= Canta-Concerto =

The Canta-Concerto is a concerto for mezzo-soprano and orchestra by the American composer Marc Neikrug. The work was commissioned by the New York Philharmonic and was completed in May 2014. It was first performed by the mezzo-soprano Sasha Cooke and the New York Philharmonic under the direction of Alan Gilbert at David Geffen Hall on October 1, 2015. The piece is dedicated to Alan Gilbert.

==Composition==

===Background===
Neikrug conceived the Canta-Concerto as concerto for voice—a genre with few examples in the classical repertoire. In the score program notes, the composer wrote, "Instrumental students are always told by their teachers that the voice is the most natural and beautiful instrument and should be imitated. But it struck me that with the exception of a concerto by Glière, there are no concertos for voice." He continued, "Since vocalists are very tied to 'the word,' they are always choosing a middle ground between diction and pure sound production. I wanted to write a piece where the sound production dominates and the range of emotional context was that of a concerto for an instrument." The composition has a duration of approximately 25 minutes and is cast in four numbered movements, which Neikrug described as "a dramatic first movement, a scherzo-like interlude, a slow movement, and a finale that owes more than a bit to jazz."

===Instrumentation===
The work is scored for a solo mezzo-soprano and an orchestra comprising three flutes (one doubling alto flute), three oboes (one doubling cor anglais, three clarinets (one doubling bass clarinet), two bassoons, four horns, two trumpets, two trombones, tuba, timpani, three percussionists, harp, celesta, and strings.

==Reception==
Reviewing the world premiere, Anthony Tommasini of The New York Times called the Canta-Concerto a "skillfully written piece" and wrote, " He continued:
Mr. Neikrug's compositional language for Canta-Concerto, established in the first orchestral stirrings of the fitful opening movement, seems inspired by the Expressionist style of Berg. The music begins with a pungent, sustained sonority, a quivering mass of sounds, within which fragments dart about. The soloist enters, singing an unfolding line that has melodic shape, yet keeps breaking into sputtering bursts. For all the variety of the vocal part, which evokes instrumental writing in its virtuosity, it was hard to avoid trying to find some meaning in what Ms. Cooke was singing. Was this some strange language? Surely Mr. Neikrug intended us to have this mixed reaction, both fascinated and frustrated.

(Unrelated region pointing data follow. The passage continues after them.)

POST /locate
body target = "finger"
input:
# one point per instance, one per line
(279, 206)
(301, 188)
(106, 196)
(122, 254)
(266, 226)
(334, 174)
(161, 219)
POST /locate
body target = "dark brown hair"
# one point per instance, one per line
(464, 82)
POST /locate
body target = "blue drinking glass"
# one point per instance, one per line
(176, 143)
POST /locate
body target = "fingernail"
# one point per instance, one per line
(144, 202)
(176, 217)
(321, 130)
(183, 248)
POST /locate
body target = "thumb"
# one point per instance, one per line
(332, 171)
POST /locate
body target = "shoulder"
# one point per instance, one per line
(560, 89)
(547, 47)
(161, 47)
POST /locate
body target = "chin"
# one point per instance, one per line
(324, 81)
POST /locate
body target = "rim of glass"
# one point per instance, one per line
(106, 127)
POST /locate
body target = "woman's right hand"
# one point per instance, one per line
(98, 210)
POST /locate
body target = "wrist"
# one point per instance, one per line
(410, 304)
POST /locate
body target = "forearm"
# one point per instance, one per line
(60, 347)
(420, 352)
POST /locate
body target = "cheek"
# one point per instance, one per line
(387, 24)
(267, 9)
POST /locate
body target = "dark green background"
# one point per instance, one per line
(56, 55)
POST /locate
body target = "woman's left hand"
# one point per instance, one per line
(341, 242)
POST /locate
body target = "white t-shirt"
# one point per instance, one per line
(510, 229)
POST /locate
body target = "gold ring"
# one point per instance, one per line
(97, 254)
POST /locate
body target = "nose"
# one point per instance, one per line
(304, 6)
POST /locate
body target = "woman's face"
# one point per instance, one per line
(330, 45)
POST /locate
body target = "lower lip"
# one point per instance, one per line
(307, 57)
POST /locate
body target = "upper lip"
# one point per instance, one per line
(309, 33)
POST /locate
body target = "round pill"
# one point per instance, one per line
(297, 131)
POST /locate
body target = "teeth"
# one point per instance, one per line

The second movement, alive with percussion instruments, is short, percolating and angry. The dark, heavy, slow third movement, thick with atonal angst in the orchestra, finally gives the soloist long, searching melodic lines, which Ms. Cooke, singing with warmth and poignancy, made the most of. The jazzy finale has playful stretches, almost like scatting, as the soloist seems to take defiant command of the proceedings.

Tommasini nevertheless added, "Canta-Concerto inventively rattles your expectations of what a work for voice and orchestra can be. The music itself, however, on first hearing, lacked a final measure of inspiration and originality; it was a little dourly Bergian."

Arlo McKinnon of Opera News was more critical of the work, however, observing:
Neikrug seemed to employ the orchestra primarily as a background texture to the singer, not as a partner in dialogue. At varying tempos, the music remained highly static. The overall effect was like that of looking at a revolving prism: one observed many beautiful colors, but soon got the idea and is ready to move on to something else. Essentially, in Canta-Concerto Neikrug gave us twenty-five minutes of this effect, which was about twenty minutes more of it than the most listeners needed. Only in the final minutes of the fourth movement did there seem to be a new direction developing, but this impulse arrived too late and delivered too little.